It's going for game-theory-optimal play. It doesn't adapt to its opponents' observed weaknesses. But I think it's cool to show that you don't need to adapt to opponent weaknesses to win at poker at the highest levels. You just need to not have any weaknesses yourself.
Still well, I suspect, since straightforward theoretically-correct poker will take money off the amateurs efficiently. But it seems possible that playing to wipe out weaker or less consistent players could provide enough margin to bully the more stable AI player.
And it's not like in the movies where if you don't have the money to call a bet, you lose. You simply are considered all in for the main pot and then sidepots that you aren't eligible to win will be created for any bets you can't cover.
that may be true for limit poker, but in a no-limit tournament the best this bot could do is not lose. as the pressure increases with the blinds and the players are forced to bluff and call bluffs how does this bot avoid folding itself to death from a run of bad cards?
I could see this bot doing well at cashing but I don't see how it could consistently place 1st the way the top human players do.
For example, game theory may tell you that in a particular situation, you can't be exploited if you bluff 10% of the time. If the opponent bluffs less than that, you can come out ahead by more often folding when he bets. If the opponent bluffs more than 10%, you can call or reraise when he bets. But if he bluffs the optimal amount, it doesn't matter either way, you can't take advantage of him.
So this bot would bluff at 10% to avoid getting exploited, but wouldn't try to detect whether the opponent is exploitable. (The latter is risky since a crafty opponent can switch up strategies, manipulating you into playing an exploitable strategy.)
If you want your perceived range to be balanced and make x play 50% of the time and y play the other 50%, you look at the watch and if the second hand is in the first 30 seconds, you make x play, 30-60 seconds, y play.
That's just an example but your point is 100% accurate.
There's a poker strategy we might call 'deterministically' optimal play, which consists of precisely assessing each hand's expected value with little to no bluffing. This is already common in online cash games with both bots and players running multiple games at once. And you're right - it's excellent at running net-positive and not losing, but unlikely to win significant tournaments.
Pluribus, though, is playing something close to game-theoretically optimal poker. In playing against itself, it's attempting to develop a takes-all-comers strategy with no exploitable weaknesses. That includes bluffing and calling bluffs - the goal is simply to find a mixed-strategy equilibrium where those moves are made some percentage of the time, in proportion to their expected payoffs. This can involve doing all of the same basic operations as pro players, like valuing button raises differently than donks or attempting to bluff based on how many players remain in the hand. The distinctive limitation is simply that Pluribus plays 'locally' optimal poker with no conception of opponent's identities or behavior in prior hands.

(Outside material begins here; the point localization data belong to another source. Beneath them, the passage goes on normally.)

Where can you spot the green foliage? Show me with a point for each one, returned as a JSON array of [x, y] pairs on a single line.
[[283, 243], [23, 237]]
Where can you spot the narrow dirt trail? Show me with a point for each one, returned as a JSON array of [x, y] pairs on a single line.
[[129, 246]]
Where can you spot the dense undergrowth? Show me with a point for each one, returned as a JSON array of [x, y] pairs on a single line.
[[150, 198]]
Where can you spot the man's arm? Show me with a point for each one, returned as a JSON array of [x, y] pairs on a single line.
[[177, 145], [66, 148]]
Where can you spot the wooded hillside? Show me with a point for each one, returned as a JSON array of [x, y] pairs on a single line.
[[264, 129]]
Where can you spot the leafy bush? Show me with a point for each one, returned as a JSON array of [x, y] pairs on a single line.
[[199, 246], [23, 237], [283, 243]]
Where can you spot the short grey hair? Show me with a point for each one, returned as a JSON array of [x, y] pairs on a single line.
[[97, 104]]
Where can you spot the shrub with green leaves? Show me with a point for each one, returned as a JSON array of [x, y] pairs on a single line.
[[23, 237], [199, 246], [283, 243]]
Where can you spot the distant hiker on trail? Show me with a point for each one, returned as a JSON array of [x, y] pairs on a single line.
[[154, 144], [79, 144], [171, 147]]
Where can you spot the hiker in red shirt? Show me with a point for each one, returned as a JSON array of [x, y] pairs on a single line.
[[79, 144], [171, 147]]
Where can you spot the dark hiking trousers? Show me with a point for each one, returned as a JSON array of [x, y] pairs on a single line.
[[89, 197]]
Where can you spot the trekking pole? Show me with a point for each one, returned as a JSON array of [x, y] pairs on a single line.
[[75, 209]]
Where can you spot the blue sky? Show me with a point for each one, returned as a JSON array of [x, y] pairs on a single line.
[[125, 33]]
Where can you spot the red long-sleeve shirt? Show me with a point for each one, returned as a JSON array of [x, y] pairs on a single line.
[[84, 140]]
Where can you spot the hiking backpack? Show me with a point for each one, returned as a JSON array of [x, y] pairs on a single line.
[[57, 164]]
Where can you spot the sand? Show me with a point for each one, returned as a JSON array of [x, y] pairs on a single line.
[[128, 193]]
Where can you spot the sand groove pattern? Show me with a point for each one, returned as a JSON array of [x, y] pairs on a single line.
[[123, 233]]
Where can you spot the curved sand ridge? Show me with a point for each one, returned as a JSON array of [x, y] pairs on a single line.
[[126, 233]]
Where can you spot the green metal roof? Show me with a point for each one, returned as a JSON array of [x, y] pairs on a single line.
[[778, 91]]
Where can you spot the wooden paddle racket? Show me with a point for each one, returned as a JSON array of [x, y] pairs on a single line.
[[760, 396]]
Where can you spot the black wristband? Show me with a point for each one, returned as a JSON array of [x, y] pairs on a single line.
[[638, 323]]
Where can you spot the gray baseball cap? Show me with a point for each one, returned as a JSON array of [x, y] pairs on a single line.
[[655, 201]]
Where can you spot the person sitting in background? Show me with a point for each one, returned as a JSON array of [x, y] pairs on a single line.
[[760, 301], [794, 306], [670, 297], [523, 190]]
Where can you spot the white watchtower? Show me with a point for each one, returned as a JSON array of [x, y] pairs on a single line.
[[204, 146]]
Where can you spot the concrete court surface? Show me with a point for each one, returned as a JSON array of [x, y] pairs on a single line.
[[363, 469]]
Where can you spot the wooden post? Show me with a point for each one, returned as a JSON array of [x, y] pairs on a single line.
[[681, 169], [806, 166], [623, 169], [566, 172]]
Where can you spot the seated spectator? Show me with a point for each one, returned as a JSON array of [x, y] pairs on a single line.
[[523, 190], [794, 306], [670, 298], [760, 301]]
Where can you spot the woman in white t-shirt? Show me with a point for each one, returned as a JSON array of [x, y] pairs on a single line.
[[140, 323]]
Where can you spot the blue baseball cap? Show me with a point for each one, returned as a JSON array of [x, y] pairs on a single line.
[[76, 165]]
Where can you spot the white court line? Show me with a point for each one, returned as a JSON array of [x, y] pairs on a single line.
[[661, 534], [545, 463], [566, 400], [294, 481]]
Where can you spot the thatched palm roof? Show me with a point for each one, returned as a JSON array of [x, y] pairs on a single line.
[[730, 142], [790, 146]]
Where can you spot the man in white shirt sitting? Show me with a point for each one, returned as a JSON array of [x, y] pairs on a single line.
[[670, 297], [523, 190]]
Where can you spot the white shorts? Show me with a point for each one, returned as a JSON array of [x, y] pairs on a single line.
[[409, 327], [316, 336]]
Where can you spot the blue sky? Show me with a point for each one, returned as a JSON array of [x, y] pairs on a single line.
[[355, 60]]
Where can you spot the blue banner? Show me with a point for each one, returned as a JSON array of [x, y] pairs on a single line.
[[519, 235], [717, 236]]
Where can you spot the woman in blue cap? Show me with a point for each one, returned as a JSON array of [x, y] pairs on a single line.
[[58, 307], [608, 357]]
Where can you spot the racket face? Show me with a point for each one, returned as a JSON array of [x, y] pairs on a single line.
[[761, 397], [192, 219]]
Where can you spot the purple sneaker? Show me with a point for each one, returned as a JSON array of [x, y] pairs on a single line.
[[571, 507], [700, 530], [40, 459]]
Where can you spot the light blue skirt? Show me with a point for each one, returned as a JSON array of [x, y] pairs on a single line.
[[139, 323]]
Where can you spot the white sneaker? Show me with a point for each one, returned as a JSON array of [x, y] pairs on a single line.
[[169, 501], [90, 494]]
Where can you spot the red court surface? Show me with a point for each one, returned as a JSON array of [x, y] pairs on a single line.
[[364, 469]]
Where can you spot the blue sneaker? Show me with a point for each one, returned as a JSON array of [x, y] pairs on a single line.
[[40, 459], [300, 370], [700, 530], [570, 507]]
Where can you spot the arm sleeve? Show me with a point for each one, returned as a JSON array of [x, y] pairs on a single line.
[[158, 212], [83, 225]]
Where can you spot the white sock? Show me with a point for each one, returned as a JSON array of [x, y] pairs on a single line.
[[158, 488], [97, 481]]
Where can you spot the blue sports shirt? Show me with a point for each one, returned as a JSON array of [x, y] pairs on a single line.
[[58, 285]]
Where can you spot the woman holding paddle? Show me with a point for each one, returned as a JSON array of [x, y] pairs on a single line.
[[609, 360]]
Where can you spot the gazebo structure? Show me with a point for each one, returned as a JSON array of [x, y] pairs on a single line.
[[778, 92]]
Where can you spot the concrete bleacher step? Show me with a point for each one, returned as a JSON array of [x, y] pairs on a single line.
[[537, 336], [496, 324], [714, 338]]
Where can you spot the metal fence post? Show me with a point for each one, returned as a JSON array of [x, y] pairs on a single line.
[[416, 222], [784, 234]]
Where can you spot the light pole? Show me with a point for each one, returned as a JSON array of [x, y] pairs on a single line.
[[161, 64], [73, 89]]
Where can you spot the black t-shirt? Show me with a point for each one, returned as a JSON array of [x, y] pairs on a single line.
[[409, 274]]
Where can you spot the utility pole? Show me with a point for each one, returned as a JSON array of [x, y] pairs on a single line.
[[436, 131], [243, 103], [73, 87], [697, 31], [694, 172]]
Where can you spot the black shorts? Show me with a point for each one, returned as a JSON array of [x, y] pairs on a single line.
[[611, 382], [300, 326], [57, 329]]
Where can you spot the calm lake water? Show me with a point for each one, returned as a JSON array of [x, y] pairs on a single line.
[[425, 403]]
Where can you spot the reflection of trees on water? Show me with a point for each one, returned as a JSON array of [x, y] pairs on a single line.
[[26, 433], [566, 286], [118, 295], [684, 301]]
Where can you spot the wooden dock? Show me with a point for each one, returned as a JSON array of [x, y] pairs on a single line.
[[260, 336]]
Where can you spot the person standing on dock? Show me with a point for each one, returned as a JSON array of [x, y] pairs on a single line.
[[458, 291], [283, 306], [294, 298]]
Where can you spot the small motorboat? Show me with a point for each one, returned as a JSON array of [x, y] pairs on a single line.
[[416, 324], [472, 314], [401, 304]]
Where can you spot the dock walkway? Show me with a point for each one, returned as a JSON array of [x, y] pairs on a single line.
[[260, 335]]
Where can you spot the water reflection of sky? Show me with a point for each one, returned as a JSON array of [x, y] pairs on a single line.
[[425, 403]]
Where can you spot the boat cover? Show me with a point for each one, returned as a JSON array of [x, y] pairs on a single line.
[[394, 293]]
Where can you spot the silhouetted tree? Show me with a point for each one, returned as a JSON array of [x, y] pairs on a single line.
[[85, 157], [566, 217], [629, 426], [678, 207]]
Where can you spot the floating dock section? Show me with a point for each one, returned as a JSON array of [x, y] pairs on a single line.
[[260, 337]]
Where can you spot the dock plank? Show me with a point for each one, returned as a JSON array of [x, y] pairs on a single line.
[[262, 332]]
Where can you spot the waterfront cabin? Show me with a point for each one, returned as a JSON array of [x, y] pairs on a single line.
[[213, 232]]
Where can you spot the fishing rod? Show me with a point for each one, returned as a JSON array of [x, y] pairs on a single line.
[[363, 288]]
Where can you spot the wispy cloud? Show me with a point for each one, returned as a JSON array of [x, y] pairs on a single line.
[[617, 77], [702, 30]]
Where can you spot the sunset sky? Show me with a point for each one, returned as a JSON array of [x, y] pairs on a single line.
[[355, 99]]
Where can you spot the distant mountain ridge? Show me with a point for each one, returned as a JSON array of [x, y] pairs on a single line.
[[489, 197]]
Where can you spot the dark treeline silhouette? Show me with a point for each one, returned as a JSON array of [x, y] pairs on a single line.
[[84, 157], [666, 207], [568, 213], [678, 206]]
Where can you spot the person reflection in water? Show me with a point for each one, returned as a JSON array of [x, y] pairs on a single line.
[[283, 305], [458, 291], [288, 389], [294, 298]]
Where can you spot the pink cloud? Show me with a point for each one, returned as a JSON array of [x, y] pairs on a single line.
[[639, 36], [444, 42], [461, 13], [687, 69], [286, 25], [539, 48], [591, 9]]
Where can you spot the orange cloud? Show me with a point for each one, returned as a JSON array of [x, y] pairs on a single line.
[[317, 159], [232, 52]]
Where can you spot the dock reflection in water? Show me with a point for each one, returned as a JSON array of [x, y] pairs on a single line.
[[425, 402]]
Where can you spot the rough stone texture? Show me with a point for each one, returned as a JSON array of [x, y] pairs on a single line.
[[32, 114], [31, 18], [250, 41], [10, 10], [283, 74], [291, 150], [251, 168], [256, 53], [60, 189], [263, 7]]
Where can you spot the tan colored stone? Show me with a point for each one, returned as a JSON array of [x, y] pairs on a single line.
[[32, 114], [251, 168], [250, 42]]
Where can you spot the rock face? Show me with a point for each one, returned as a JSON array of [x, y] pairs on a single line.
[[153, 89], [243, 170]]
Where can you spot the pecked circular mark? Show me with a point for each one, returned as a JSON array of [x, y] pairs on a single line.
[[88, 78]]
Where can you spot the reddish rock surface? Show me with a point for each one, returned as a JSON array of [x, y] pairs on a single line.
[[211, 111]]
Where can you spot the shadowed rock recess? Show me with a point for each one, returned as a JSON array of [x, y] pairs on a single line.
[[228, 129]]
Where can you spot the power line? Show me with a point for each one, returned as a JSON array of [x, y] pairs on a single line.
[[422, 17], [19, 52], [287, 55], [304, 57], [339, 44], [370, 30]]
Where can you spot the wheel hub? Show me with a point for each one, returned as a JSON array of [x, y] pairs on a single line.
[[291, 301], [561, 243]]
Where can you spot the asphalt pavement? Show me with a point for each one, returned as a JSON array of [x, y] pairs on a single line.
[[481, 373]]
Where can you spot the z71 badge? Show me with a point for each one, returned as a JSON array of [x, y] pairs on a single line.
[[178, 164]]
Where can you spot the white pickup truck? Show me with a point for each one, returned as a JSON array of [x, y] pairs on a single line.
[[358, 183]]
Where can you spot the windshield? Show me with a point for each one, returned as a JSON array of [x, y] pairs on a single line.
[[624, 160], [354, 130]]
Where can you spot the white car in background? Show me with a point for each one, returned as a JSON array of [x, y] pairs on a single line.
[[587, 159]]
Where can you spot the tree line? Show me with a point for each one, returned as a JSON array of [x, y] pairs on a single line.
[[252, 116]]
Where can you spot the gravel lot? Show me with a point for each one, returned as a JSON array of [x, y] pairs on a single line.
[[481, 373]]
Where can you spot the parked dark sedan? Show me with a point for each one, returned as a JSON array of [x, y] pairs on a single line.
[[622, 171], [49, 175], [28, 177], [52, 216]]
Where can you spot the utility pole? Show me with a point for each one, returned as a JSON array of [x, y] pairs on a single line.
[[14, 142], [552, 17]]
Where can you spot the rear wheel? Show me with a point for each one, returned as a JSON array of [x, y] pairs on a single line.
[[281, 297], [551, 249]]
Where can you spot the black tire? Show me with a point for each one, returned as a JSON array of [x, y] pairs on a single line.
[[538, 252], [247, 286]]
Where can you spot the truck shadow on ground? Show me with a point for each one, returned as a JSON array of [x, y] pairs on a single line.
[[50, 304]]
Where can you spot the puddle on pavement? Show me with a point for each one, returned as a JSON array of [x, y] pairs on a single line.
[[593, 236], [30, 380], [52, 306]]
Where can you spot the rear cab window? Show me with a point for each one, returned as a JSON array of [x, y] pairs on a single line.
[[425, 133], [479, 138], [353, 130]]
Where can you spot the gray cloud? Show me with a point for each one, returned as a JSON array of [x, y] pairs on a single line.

I could see this being an effective strategy in a WSOP, that ability to perfectly forget the previous hand is probably more valuable than anything the way WSOP champions play. I could see it coming down to whether or not the ability to exploit a reliable tell during a pivotal hand matters more than 10% of the time.
Since tournaments don't often spend much time with stacks much deeper than 100bb, I would guess that tournaments would be more easily solved. Though tournaments are much more frequently run with 9-10 players rather than 6 at a table.
In the fb article linked above.
Or to turn this around: given enough bots, some bots will place 1st a lot more than others. It’s just unclear which one.